Safety Tips -- Regardless of where you bike, always wear your helmet - they are mandatory in New Zealand, and you will be fined for not wearing one. Also, remember the following: Cyclists are not permitted on motorways (freeways); they must always ride on the left side of the road; and all traffic turning left gives way to everything on the right. At night, make sure you have a working white front light and a red rear light and reflector. It doesn't hurt to have pedal and jacket reflectors. A few cities - Christchurch is the standout in this regard - have designated cycle lanes within city limits, which makes pedaling safer.

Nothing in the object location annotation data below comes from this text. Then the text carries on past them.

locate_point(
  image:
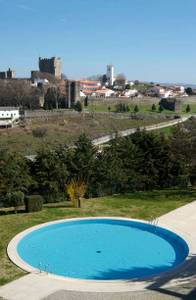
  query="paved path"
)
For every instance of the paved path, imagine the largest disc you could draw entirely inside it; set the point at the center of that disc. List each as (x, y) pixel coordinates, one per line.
(107, 138)
(180, 285)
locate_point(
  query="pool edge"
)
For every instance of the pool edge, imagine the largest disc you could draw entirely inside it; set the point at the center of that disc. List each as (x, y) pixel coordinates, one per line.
(127, 284)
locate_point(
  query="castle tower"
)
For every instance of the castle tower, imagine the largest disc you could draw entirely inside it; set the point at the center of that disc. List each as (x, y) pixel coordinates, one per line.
(51, 66)
(110, 74)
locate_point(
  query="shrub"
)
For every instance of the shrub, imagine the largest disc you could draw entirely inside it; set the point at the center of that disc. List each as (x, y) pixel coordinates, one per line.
(78, 106)
(16, 199)
(33, 203)
(76, 190)
(188, 108)
(136, 109)
(154, 107)
(39, 132)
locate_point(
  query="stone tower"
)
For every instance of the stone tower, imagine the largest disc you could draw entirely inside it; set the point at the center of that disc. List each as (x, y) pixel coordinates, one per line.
(51, 66)
(110, 74)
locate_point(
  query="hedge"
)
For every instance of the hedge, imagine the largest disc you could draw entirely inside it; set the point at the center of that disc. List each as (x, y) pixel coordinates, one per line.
(33, 203)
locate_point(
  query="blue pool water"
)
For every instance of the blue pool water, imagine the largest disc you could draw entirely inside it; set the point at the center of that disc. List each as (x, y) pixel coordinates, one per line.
(102, 249)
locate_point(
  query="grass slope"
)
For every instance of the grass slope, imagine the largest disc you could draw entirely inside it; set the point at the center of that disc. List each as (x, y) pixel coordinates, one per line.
(140, 205)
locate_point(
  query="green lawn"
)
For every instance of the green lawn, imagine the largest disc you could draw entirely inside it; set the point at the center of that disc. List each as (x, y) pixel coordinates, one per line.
(144, 107)
(141, 205)
(65, 129)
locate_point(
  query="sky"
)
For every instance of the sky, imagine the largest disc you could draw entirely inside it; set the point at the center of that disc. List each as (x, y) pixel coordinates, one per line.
(149, 40)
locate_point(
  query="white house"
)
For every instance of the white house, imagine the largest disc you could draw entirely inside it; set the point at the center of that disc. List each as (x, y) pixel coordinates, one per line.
(104, 92)
(131, 93)
(9, 116)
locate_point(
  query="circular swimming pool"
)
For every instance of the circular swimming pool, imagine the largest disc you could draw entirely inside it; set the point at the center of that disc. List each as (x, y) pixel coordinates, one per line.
(102, 249)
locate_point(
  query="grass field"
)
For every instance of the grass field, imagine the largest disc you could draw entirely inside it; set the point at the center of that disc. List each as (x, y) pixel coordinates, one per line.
(140, 205)
(144, 106)
(65, 130)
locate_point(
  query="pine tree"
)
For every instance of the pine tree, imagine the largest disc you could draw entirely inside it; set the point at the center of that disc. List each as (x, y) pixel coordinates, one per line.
(153, 107)
(136, 109)
(188, 108)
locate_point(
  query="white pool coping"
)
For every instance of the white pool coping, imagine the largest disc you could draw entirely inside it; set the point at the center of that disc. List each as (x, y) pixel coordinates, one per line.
(171, 276)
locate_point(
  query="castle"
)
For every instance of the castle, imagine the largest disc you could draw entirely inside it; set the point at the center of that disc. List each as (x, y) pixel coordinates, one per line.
(51, 66)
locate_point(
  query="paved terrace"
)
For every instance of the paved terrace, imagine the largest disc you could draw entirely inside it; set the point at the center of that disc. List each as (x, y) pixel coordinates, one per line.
(180, 284)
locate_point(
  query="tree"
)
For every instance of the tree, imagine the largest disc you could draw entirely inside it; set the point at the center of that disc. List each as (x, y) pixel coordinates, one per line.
(14, 173)
(86, 101)
(154, 107)
(78, 106)
(16, 199)
(160, 108)
(19, 93)
(76, 190)
(189, 91)
(188, 108)
(50, 174)
(81, 160)
(136, 109)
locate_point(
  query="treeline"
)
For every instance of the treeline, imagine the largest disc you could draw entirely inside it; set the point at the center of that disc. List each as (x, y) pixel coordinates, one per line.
(142, 161)
(19, 93)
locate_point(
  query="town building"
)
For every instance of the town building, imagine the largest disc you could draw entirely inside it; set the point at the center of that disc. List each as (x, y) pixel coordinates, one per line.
(89, 86)
(172, 104)
(9, 116)
(9, 74)
(110, 75)
(51, 66)
(104, 93)
(72, 89)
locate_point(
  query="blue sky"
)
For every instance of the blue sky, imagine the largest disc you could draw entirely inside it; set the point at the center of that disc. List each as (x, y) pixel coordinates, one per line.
(151, 40)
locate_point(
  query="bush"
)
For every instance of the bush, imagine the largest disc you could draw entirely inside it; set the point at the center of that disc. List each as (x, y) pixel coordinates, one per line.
(33, 203)
(136, 109)
(39, 132)
(16, 199)
(78, 106)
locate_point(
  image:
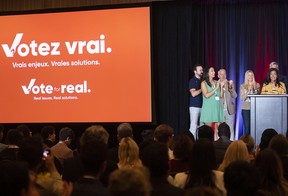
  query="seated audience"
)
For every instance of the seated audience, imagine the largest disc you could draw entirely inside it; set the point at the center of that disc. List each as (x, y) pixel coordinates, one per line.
(250, 143)
(205, 131)
(93, 157)
(14, 180)
(156, 159)
(271, 178)
(222, 143)
(280, 145)
(123, 130)
(128, 154)
(202, 169)
(236, 151)
(61, 150)
(164, 134)
(136, 182)
(182, 148)
(48, 135)
(241, 178)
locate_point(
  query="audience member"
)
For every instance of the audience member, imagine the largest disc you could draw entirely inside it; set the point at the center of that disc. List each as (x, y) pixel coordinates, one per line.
(250, 86)
(271, 179)
(128, 154)
(123, 130)
(206, 132)
(14, 180)
(93, 157)
(227, 103)
(241, 178)
(222, 143)
(164, 134)
(13, 140)
(202, 169)
(280, 145)
(156, 159)
(136, 182)
(48, 135)
(73, 168)
(2, 146)
(237, 151)
(212, 90)
(250, 143)
(61, 150)
(182, 148)
(48, 180)
(195, 98)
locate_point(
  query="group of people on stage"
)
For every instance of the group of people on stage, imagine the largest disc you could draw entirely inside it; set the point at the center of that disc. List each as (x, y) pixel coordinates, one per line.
(211, 101)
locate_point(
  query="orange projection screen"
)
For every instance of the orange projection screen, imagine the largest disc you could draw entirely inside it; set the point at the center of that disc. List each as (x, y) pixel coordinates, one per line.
(83, 66)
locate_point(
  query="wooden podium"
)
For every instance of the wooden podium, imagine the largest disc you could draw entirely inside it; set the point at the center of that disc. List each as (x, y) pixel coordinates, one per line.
(268, 111)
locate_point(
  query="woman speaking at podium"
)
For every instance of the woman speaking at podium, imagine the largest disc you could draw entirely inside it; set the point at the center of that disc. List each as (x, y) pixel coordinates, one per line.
(273, 86)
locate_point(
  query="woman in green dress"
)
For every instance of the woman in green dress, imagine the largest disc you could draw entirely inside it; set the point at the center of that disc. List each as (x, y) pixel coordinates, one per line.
(212, 111)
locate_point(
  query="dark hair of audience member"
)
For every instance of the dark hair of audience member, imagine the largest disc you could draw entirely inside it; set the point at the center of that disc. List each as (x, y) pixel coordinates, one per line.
(31, 151)
(182, 147)
(163, 132)
(46, 131)
(203, 161)
(205, 131)
(224, 130)
(271, 172)
(241, 178)
(266, 136)
(136, 182)
(155, 158)
(201, 191)
(24, 129)
(14, 137)
(93, 155)
(14, 178)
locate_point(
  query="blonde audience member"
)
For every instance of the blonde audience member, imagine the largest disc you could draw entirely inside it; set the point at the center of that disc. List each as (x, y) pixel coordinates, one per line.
(250, 86)
(128, 153)
(236, 151)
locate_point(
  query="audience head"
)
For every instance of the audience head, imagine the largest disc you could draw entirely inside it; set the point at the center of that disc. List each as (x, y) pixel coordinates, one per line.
(15, 179)
(31, 151)
(224, 130)
(129, 182)
(48, 133)
(163, 133)
(206, 132)
(25, 130)
(155, 158)
(241, 178)
(66, 135)
(93, 156)
(124, 130)
(279, 144)
(14, 137)
(182, 147)
(95, 133)
(249, 141)
(237, 150)
(267, 135)
(270, 168)
(147, 134)
(128, 153)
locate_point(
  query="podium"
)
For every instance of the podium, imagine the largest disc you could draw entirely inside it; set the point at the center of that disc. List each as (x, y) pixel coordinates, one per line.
(268, 111)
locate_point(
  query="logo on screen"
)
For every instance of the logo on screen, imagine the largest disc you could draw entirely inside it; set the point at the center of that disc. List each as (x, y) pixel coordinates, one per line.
(44, 49)
(42, 88)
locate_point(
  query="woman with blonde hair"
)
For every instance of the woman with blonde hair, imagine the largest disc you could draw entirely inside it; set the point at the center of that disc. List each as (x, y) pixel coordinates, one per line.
(250, 86)
(237, 151)
(128, 153)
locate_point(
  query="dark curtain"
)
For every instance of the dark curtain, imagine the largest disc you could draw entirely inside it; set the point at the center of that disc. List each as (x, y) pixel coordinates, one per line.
(237, 36)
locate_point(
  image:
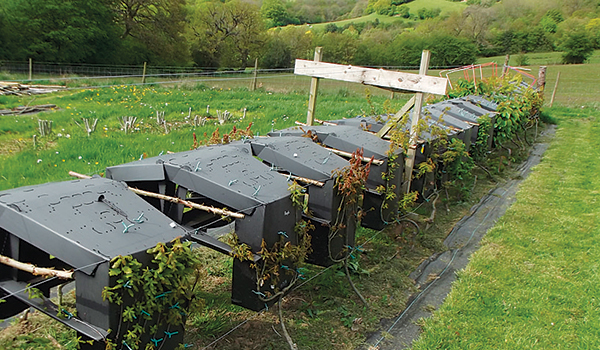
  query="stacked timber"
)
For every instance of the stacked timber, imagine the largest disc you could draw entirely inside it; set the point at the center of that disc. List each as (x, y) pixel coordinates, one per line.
(12, 88)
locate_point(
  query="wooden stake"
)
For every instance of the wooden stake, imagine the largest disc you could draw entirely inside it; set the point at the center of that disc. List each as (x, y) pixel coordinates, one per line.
(255, 77)
(37, 271)
(412, 149)
(554, 91)
(144, 74)
(505, 67)
(314, 86)
(189, 204)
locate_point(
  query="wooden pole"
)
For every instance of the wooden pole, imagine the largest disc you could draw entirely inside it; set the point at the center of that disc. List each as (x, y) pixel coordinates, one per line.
(37, 271)
(554, 91)
(505, 67)
(412, 149)
(144, 74)
(304, 180)
(349, 155)
(541, 84)
(314, 86)
(255, 77)
(173, 199)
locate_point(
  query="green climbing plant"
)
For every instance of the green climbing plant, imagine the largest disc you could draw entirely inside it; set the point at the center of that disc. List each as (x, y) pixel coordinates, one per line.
(154, 299)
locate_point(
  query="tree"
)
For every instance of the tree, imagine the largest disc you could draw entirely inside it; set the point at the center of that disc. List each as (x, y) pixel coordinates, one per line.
(276, 14)
(157, 25)
(60, 30)
(577, 48)
(277, 54)
(230, 32)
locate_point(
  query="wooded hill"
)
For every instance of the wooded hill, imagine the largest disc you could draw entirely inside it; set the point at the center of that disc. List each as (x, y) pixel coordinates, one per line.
(232, 33)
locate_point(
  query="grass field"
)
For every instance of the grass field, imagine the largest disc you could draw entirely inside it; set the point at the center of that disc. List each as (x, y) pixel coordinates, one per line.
(69, 148)
(414, 6)
(534, 282)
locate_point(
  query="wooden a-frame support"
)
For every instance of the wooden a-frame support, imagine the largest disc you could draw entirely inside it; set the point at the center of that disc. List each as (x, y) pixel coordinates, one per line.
(390, 80)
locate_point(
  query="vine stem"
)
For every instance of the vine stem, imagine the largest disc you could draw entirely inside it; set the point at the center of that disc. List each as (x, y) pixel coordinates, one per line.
(289, 339)
(352, 284)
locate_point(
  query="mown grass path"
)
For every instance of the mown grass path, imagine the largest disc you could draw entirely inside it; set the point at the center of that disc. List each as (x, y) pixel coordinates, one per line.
(535, 282)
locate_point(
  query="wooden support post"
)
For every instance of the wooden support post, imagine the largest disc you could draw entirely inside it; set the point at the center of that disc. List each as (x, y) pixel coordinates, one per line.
(541, 84)
(314, 86)
(505, 67)
(144, 74)
(255, 76)
(396, 118)
(554, 91)
(412, 149)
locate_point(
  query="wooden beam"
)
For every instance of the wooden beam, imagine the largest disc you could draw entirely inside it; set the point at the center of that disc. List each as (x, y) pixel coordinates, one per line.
(314, 87)
(396, 118)
(412, 149)
(37, 271)
(391, 80)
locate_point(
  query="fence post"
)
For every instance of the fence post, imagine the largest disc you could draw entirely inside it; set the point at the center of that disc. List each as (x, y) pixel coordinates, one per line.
(541, 85)
(254, 78)
(554, 91)
(314, 86)
(505, 67)
(144, 74)
(412, 148)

Rentals -- If you're not interested in an organized tour and want to rent a bike when you get here, Adventure Cycles, in Auckland (tel. 09/940-2453; www.adventure-auckland.co.nz), offers rentals throughout New Zealand and sales with a guaranteed buyback plan. It is also part of an association of 24 operators that can arrange organized activities. Nelson Bike Rentals (tel. 03/548-1666; www.nelsonbikerentals.co.nz) has a huge range of road and mountain bikes available for short- or long-term rental. They also have a buyback scheme for long-term rentals, which is much more economical than bringing your own bike to New Zealand. City Cycle Hire in Christchurch (tel. 0800/343-848; www.cyclehire-tours.co.nz) offers short- and long-term cycle hire, along with mountain biking riding adventures.
Tours -- There's an increasing number of organized bike-tour companies in New Zealand. New Zealand Pedaltours, in Parnell, Auckland (tel. 09/585-1338; fax 09/585-1339; www.pedaltours.co.nz), offers both North and South Island trips on 12 routes lasting from 2 to 37 days, on- and off-road. It creates customized tours of moderate exertion level, and a support van is always around to take the load off your pedals. Adventure South (tel. 03/942-1222; fax 03/942-4030; www.advsouth.co.nz) offers a range of 6- to 21-day cycle tours, mainly in the South Island, that may also include some walking excursions. They are geared to all fitness levels and are backed up by support vehicles. Tuatara Tours , in Christchurch (tel. 0800/377-378 in NZ, or 03/962-3280; www.tuataratours.co.nz), has two excellent cycle tours for people who want to focus on fun and comfort. Their 4-day Hanmer Cycle Trail covers 170km (105 miles), taking you through the Waipara vineyard region to the alpine village of Hanmer, where you can end your journey in hot pools; and their Tekapo Canal Trail (140km/87 miles) introduces you to the South Island's dramatic landscapes. The Hanmer trail does have some small hills to cover; and you may have to battle against strong winds on both trails if you strike an infamous "Nor'wester."
Note: This information was accurate when it was published, but can change without notice. Please be sure to confirm all rates and details directly with the companies in question before planning your trip.